Improving a Flawed Process
When I came to work for my current employer, I took stock of the areas I considered to be high- and low-risk operations. I noticed that the company had used towed dollies to transport skid helicopters for almost 25 years. There had been various accidents along the way, some employee injuries, some bent skids, but nothing catastrophic.
Any quick Google search will bring up hundreds of videos of dolly landing accidents. And before all the dolly users out there write in to harass me, yes, dolly landings can be accomplished safely by properly skilled and trained pilots. But there’s no denying that landing on firm ground reduces accident risk compared with dolly landings. Further, it reduces the risk of injury to the person ambulating on and off the dolly—and we’ve had several twisted ankles and skinned knees over the years!
So what could I do about the next dolly-related accident? The solution was easy and hard at the same time. The easy part was communicating the risk the company was incurring using dollies and convincing the funding sources to pay for ground-based helicopter transport systems.

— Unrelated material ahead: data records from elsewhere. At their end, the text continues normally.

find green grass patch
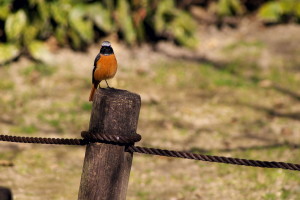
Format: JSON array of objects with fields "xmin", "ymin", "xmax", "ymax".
[
  {"xmin": 136, "ymin": 191, "xmax": 150, "ymax": 200},
  {"xmin": 81, "ymin": 102, "xmax": 92, "ymax": 111},
  {"xmin": 183, "ymin": 185, "xmax": 197, "ymax": 192},
  {"xmin": 153, "ymin": 62, "xmax": 254, "ymax": 90},
  {"xmin": 268, "ymin": 68, "xmax": 299, "ymax": 87},
  {"xmin": 38, "ymin": 112, "xmax": 66, "ymax": 132},
  {"xmin": 14, "ymin": 124, "xmax": 38, "ymax": 134},
  {"xmin": 0, "ymin": 80, "xmax": 14, "ymax": 90},
  {"xmin": 264, "ymin": 193, "xmax": 277, "ymax": 200},
  {"xmin": 223, "ymin": 40, "xmax": 265, "ymax": 52},
  {"xmin": 21, "ymin": 63, "xmax": 56, "ymax": 77},
  {"xmin": 281, "ymin": 188, "xmax": 292, "ymax": 200},
  {"xmin": 36, "ymin": 99, "xmax": 89, "ymax": 133}
]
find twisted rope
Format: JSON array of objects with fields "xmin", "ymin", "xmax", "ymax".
[
  {"xmin": 0, "ymin": 134, "xmax": 299, "ymax": 171},
  {"xmin": 127, "ymin": 146, "xmax": 300, "ymax": 171},
  {"xmin": 0, "ymin": 134, "xmax": 86, "ymax": 145},
  {"xmin": 81, "ymin": 131, "xmax": 141, "ymax": 144}
]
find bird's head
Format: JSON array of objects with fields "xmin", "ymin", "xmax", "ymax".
[{"xmin": 100, "ymin": 41, "xmax": 114, "ymax": 55}]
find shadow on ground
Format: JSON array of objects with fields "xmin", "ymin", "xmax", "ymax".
[{"xmin": 272, "ymin": 84, "xmax": 300, "ymax": 102}]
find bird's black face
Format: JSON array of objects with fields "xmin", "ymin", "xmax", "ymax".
[{"xmin": 100, "ymin": 46, "xmax": 114, "ymax": 55}]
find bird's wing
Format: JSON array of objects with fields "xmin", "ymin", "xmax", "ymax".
[{"xmin": 92, "ymin": 53, "xmax": 101, "ymax": 85}]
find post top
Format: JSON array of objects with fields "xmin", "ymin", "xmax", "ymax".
[
  {"xmin": 89, "ymin": 88, "xmax": 141, "ymax": 136},
  {"xmin": 93, "ymin": 88, "xmax": 141, "ymax": 102}
]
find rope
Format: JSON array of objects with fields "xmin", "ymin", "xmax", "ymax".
[
  {"xmin": 0, "ymin": 134, "xmax": 299, "ymax": 171},
  {"xmin": 0, "ymin": 134, "xmax": 86, "ymax": 145},
  {"xmin": 81, "ymin": 131, "xmax": 141, "ymax": 144},
  {"xmin": 127, "ymin": 146, "xmax": 300, "ymax": 171}
]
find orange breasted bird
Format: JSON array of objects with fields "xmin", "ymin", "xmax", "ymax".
[{"xmin": 89, "ymin": 41, "xmax": 118, "ymax": 101}]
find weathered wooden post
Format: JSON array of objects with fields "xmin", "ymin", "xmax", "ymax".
[
  {"xmin": 0, "ymin": 187, "xmax": 12, "ymax": 200},
  {"xmin": 78, "ymin": 88, "xmax": 141, "ymax": 200}
]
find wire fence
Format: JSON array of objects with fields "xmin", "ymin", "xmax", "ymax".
[{"xmin": 0, "ymin": 133, "xmax": 299, "ymax": 171}]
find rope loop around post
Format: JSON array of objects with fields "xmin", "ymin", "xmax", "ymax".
[
  {"xmin": 0, "ymin": 133, "xmax": 299, "ymax": 171},
  {"xmin": 81, "ymin": 131, "xmax": 142, "ymax": 145}
]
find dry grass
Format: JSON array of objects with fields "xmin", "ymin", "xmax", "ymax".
[{"xmin": 0, "ymin": 23, "xmax": 300, "ymax": 200}]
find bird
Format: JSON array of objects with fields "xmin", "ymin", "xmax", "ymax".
[{"xmin": 89, "ymin": 41, "xmax": 118, "ymax": 101}]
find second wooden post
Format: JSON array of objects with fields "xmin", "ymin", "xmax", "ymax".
[{"xmin": 78, "ymin": 88, "xmax": 141, "ymax": 200}]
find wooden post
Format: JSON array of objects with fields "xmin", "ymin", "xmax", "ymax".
[
  {"xmin": 78, "ymin": 88, "xmax": 141, "ymax": 200},
  {"xmin": 0, "ymin": 187, "xmax": 12, "ymax": 200}
]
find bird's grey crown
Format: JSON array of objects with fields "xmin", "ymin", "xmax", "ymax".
[{"xmin": 101, "ymin": 41, "xmax": 111, "ymax": 47}]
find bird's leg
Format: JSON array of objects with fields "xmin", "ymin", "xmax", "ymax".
[{"xmin": 105, "ymin": 80, "xmax": 111, "ymax": 88}]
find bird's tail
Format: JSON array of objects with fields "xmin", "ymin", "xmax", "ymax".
[{"xmin": 89, "ymin": 85, "xmax": 97, "ymax": 102}]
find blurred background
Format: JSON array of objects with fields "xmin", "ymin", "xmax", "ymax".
[{"xmin": 0, "ymin": 0, "xmax": 300, "ymax": 199}]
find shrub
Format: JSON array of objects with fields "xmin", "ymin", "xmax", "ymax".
[
  {"xmin": 258, "ymin": 0, "xmax": 300, "ymax": 23},
  {"xmin": 0, "ymin": 0, "xmax": 198, "ymax": 64}
]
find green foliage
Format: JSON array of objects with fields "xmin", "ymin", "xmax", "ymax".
[
  {"xmin": 214, "ymin": 0, "xmax": 300, "ymax": 23},
  {"xmin": 116, "ymin": 0, "xmax": 137, "ymax": 44},
  {"xmin": 0, "ymin": 1, "xmax": 10, "ymax": 20},
  {"xmin": 69, "ymin": 5, "xmax": 94, "ymax": 43},
  {"xmin": 0, "ymin": 43, "xmax": 19, "ymax": 64},
  {"xmin": 5, "ymin": 9, "xmax": 27, "ymax": 42},
  {"xmin": 86, "ymin": 3, "xmax": 114, "ymax": 33},
  {"xmin": 258, "ymin": 0, "xmax": 300, "ymax": 22},
  {"xmin": 0, "ymin": 0, "xmax": 198, "ymax": 64},
  {"xmin": 217, "ymin": 0, "xmax": 244, "ymax": 16},
  {"xmin": 153, "ymin": 0, "xmax": 198, "ymax": 48},
  {"xmin": 27, "ymin": 41, "xmax": 53, "ymax": 62}
]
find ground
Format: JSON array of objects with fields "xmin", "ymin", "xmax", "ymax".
[{"xmin": 0, "ymin": 20, "xmax": 300, "ymax": 200}]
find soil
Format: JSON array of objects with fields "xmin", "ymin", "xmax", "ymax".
[{"xmin": 0, "ymin": 20, "xmax": 300, "ymax": 200}]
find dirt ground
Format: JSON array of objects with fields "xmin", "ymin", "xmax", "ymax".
[{"xmin": 0, "ymin": 20, "xmax": 300, "ymax": 200}]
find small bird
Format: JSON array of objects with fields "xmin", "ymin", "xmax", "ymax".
[{"xmin": 89, "ymin": 41, "xmax": 118, "ymax": 101}]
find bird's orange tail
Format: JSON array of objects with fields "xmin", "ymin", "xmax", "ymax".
[{"xmin": 89, "ymin": 85, "xmax": 96, "ymax": 102}]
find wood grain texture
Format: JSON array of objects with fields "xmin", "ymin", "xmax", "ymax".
[{"xmin": 78, "ymin": 88, "xmax": 141, "ymax": 200}]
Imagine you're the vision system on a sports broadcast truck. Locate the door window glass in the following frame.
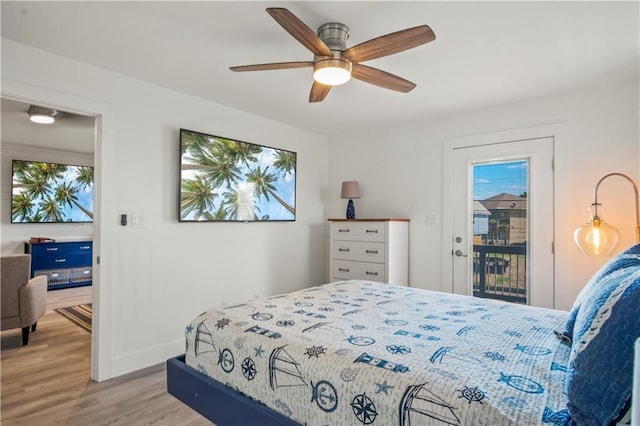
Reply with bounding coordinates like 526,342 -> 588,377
472,161 -> 528,303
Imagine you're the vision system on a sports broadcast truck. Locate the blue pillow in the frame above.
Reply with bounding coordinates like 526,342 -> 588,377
555,306 -> 578,345
557,243 -> 640,344
565,243 -> 640,425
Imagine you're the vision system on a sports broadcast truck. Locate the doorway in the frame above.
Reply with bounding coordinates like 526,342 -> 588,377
444,135 -> 555,308
0,95 -> 100,378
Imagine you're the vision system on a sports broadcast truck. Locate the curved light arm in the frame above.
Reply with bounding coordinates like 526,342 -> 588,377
593,172 -> 640,243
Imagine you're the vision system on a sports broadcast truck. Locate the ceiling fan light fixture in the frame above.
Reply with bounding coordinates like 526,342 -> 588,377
313,58 -> 352,86
27,105 -> 58,124
232,8 -> 435,102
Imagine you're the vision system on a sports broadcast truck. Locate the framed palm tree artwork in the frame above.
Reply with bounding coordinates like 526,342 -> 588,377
11,160 -> 94,223
179,129 -> 296,222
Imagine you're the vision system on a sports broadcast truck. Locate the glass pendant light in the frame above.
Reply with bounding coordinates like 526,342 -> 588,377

The hard part was changing the culture away from landing on dollies. “We’ve always done it this way and have had few accidents,” was one refrain I heard. “You’re going to increase the time it takes to tow the helicopter out of the hangar,” was another. Still another: “What happens if the transporter system breaks?”
You can imagine the pushback. But in the end, explaining the risk; providing the proper equipment, policies, and training; and standing firm in ownership of the problem, I slowly moved the culture toward a safer operation.
It’s time for all of us managers to take the safety monkey off the backs of our employees and accept ownership of the problems and solutions. Yes, safety is a team sport, but managers must own the process if we hope to get positive engagement from those we work with.
The emotional, financial, and reputational costs of an accident are greater than we can quantify. The recovery process can be brutal. If safety is our best tool for preventing an accident, an effective safety culture isn’t just about the doer—it’s about managers creating processes that enable the doer to do the job safely.